Aceh sedang tidak baik-baik saja.

Puisi: Begitulah (Karya Sutan Iwan Soekri Munaf)

Puisi "Begitulah" karya Sutan Iwan Soekri Munaf bercerita tentang seorang tokoh lirik yang selalu menunggu setiap senja dengan secangkir teh.
Begitulah

Begitulah. Setiap senja aku selalu menunggu. Ditemani
secangkir teh dan membebaskan diri dari kejaran waktu. Di sini
tidak ada negosiasi — Boleh terjadi transaksi demi transaksi
mengoyak-ngoyak kehidupan.
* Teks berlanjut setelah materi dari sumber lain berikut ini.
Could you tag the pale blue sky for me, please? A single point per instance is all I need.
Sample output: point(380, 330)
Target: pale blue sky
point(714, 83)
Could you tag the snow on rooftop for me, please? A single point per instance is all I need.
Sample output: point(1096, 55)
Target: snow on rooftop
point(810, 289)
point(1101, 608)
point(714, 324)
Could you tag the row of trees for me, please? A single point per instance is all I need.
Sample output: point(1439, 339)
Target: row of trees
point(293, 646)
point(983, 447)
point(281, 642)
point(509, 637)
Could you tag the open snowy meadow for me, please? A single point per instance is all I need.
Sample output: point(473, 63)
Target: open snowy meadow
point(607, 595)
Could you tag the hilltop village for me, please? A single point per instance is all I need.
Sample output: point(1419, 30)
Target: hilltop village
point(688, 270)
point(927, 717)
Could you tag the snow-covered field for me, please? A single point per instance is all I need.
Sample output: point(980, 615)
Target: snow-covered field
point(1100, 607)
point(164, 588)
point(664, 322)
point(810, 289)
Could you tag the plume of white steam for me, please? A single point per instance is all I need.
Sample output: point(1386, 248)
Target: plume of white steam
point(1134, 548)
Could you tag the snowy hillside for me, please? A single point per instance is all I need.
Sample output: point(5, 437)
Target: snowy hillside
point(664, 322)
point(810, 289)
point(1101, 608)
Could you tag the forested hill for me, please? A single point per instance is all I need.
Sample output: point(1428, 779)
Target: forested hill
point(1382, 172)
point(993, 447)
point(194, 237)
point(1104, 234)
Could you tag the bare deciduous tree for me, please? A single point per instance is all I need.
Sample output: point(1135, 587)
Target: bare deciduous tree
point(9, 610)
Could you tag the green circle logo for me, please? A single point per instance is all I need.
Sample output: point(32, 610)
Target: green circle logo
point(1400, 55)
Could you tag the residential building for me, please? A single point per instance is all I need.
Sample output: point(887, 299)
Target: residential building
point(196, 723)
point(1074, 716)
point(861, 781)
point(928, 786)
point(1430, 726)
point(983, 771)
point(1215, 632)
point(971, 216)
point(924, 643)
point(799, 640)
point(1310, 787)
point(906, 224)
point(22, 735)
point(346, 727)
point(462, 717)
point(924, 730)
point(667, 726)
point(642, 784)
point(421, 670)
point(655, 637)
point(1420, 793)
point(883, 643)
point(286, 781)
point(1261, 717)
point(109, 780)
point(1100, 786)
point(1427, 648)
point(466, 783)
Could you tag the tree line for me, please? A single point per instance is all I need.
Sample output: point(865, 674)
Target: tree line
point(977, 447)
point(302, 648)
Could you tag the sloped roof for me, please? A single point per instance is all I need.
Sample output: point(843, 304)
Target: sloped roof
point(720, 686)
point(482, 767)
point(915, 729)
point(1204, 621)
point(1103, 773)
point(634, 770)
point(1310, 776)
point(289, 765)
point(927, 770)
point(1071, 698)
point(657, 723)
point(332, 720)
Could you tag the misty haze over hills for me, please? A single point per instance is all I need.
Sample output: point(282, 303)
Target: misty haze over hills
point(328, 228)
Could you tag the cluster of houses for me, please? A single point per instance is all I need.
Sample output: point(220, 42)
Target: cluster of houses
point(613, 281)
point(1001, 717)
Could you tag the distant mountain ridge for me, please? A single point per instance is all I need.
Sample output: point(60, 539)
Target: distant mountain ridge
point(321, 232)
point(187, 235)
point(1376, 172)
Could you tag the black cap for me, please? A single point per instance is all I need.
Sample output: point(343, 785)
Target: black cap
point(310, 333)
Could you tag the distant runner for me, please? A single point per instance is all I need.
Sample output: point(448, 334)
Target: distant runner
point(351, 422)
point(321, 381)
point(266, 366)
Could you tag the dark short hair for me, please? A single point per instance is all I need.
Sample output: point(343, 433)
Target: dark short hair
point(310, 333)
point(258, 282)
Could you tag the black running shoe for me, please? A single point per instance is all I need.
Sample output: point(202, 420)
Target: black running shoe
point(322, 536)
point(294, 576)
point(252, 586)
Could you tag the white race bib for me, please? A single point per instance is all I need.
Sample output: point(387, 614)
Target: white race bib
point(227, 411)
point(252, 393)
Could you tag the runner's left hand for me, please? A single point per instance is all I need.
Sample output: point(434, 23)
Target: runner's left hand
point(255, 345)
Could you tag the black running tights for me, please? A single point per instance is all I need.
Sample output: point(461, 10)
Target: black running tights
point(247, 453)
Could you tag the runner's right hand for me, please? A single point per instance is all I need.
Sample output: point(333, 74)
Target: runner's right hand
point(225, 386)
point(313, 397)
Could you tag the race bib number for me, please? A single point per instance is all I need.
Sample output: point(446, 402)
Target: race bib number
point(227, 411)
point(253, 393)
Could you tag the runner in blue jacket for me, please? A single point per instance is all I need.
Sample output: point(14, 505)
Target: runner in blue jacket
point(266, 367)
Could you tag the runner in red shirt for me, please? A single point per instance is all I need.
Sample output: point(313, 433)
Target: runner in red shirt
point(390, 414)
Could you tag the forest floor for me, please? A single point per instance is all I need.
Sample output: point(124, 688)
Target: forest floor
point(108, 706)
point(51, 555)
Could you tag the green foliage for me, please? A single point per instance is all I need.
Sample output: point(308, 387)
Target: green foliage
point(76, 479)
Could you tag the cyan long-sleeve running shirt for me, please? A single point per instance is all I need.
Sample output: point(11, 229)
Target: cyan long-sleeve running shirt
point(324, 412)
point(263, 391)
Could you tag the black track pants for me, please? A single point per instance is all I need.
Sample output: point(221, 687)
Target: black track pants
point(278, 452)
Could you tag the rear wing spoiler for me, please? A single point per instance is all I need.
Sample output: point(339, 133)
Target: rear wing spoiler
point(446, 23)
Biarkan di lapangan terjadi
Bukan di sini!
Begitulah. Setiap senja aku selalu menunggumu. Menatap
ke kolam kecil dengan riak air di beranda. Senyap
Kini segala topeng lepas. Kita bisa bicara
Apa saja. Tanpa tema tanpa paksa
Namun langkah belum juga sampai...
Begitulah. Ditemanimu — Makan siang — melupakan sangsai
karena melahap kesempatan yang datang menggoda
Kita duduk dan kau mengemil emping. Cuma mata
banyak berkata. Kita bukan siapa-siapa
Sebab hari tidak pernah akan kembali,
begitu kan? Menatapmu —Sambil mencuri-curi dari balik menu
seperti remaja cinta pertama mau bercumbu
Padahal kita manusia perkasa yang bisa menghitung
rugi-laba sampai ke masa datang
dan selalu tepat mengambil risiko. Berani
Begitukah? Secangkir teh semakin dingin. Langkahmu belum
terdengar. Ikan mas di kolam beranda sudah enggan menari
Aku masih menunggu. Menunggumu.

Cililitan Kecil, 25 Oktober 1994

Sumber: Horison (Maret, 2000)

Analisis Puisi:

Puisi "Begitulah" karya Sutan Iwan Soekri Munaf adalah sebuah perenungan yang puitis, menghadirkan suasana personal antara penantian, percakapan batin, dan refleksi tentang waktu. Melalui larik-larik yang sederhana namun penuh makna, penyair membangun nuansa intim dan sekaligus kritis terhadap kehidupan modern yang penuh transaksi.

Tema

Tema utama puisi ini adalah penantian dan refleksi atas kehidupan. Di satu sisi, penyair menyoroti penantian personal yang sarat rasa rindu, di sisi lain juga menyinggung kerasnya kehidupan dunia luar yang penuh dengan transaksi, negosiasi, dan perhitungan untung-rugi.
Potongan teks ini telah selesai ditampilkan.